With path="g" and prefix="g", "g".startswith("g/") is false, so it raises instead of skipping the entry. (For prefix == "" it returns early, so only non-root listings are affected.)

Reproduced on Python 3.14.4, zarr 3.2.1, obstore 0.10.0. The key cannot be written through obstore, which strips the trailing slash on put, so the repro creates it with boto3. LocalStore and MemoryStore cannot reproduce this: a filesystem cannot hold both a file "g" and a directory "g/", and obstore's MemoryStore strips the trailing slash on put.

Steps to reproduce

# /// script
# requires-python = ">=3.11"
# dependencies = [
#     "zarr==3.2.1",
#     "obstore==0.10.0",
#     "boto3==1.43.22",
#     "moto[server]==5.2.1",
# ]
# ///
import asyncio, boto3, obstore.store
from moto.server import ThreadedMotoServer
from zarr.storage import ObjectStore

server = ThreadedMotoServer(port=0)
server.start()
host, port = server.get_host_and_port()
endpoint = f"http://{host}:{port}"

s3 = boto3.client("s3", endpoint_url=endpoint, region_name="us-east-1",
                  aws_access_key_id="x", aws_secret_access_key="x")
s3.create_bucket(Bucket="bucket")
s3.put_object(Bucket="bucket", Key="g/", Body=b"")  # directory-placeholder object

store = ObjectStore(obstore.store.S3Store(
    bucket="bucket", endpoint=endpoint, region="us-east-1",
    access_key_id="x", secret_access_key="x",
    client_options={"allow_http": True}, virtual_hosted_style_request=False,
))


async def main():
    # ValueError: The first component of g does not start with g.
    return [name async for name in store.list_dir("g")]

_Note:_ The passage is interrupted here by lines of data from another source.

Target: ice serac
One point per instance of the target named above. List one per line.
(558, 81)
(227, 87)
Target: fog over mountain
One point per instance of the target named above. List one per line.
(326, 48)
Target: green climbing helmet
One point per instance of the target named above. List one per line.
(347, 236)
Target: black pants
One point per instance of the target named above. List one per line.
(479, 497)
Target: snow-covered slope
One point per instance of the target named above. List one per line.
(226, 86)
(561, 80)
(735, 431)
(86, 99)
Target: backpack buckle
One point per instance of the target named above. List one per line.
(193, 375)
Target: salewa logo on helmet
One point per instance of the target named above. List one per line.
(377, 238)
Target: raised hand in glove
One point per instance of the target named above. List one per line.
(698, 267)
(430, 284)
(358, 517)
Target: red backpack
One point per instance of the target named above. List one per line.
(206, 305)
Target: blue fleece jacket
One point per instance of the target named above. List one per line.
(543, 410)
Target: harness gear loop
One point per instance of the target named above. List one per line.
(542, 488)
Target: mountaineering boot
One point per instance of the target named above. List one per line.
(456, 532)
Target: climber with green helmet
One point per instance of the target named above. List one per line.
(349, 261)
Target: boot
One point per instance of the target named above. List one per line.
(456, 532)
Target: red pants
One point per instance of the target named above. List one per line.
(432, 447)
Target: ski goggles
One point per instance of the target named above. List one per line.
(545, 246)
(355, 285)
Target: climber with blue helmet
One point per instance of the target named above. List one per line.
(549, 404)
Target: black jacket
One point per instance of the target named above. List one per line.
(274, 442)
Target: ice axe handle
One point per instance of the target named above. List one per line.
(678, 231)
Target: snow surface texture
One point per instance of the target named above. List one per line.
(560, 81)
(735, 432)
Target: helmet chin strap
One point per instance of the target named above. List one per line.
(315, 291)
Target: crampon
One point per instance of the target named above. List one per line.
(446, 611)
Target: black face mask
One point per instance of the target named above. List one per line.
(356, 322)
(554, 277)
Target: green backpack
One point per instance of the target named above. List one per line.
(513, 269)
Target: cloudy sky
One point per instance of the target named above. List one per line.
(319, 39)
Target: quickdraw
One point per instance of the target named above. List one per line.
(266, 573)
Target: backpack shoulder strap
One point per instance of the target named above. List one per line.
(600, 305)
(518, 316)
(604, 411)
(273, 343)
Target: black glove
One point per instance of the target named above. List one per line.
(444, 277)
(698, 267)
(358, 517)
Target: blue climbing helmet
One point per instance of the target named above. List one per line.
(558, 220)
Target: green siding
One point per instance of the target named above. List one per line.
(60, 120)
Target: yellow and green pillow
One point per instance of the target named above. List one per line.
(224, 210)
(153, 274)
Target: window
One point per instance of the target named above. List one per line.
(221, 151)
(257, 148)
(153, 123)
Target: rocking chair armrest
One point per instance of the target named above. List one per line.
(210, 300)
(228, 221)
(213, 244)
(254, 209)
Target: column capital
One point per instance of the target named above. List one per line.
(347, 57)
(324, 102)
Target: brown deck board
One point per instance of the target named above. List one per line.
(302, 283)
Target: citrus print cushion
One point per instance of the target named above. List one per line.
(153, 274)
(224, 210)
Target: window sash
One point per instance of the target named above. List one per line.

print(asyncio.run(main()))

Additional output

Starting a new Thread with MotoServer running on 0.0.0.0:0...
127.0.0.1 - - [04/Jun/2026 13:34:36] "PUT /bucket HTTP/1.1" 200 -
127.0.0.1 - - [04/Jun/2026 13:34:36] "PUT /bucket/g/ HTTP/1.1" 200 -
127.0.0.1 - - [04/Jun/2026 13:34:36] "GET /bucket?delimiter=/&list-type=2&prefix=g/ HTTP/1.1" 200 -
Traceback (most recent call last):
  File "/tmp/repro.py", line 36, in <module>
    print(asyncio.run(main()))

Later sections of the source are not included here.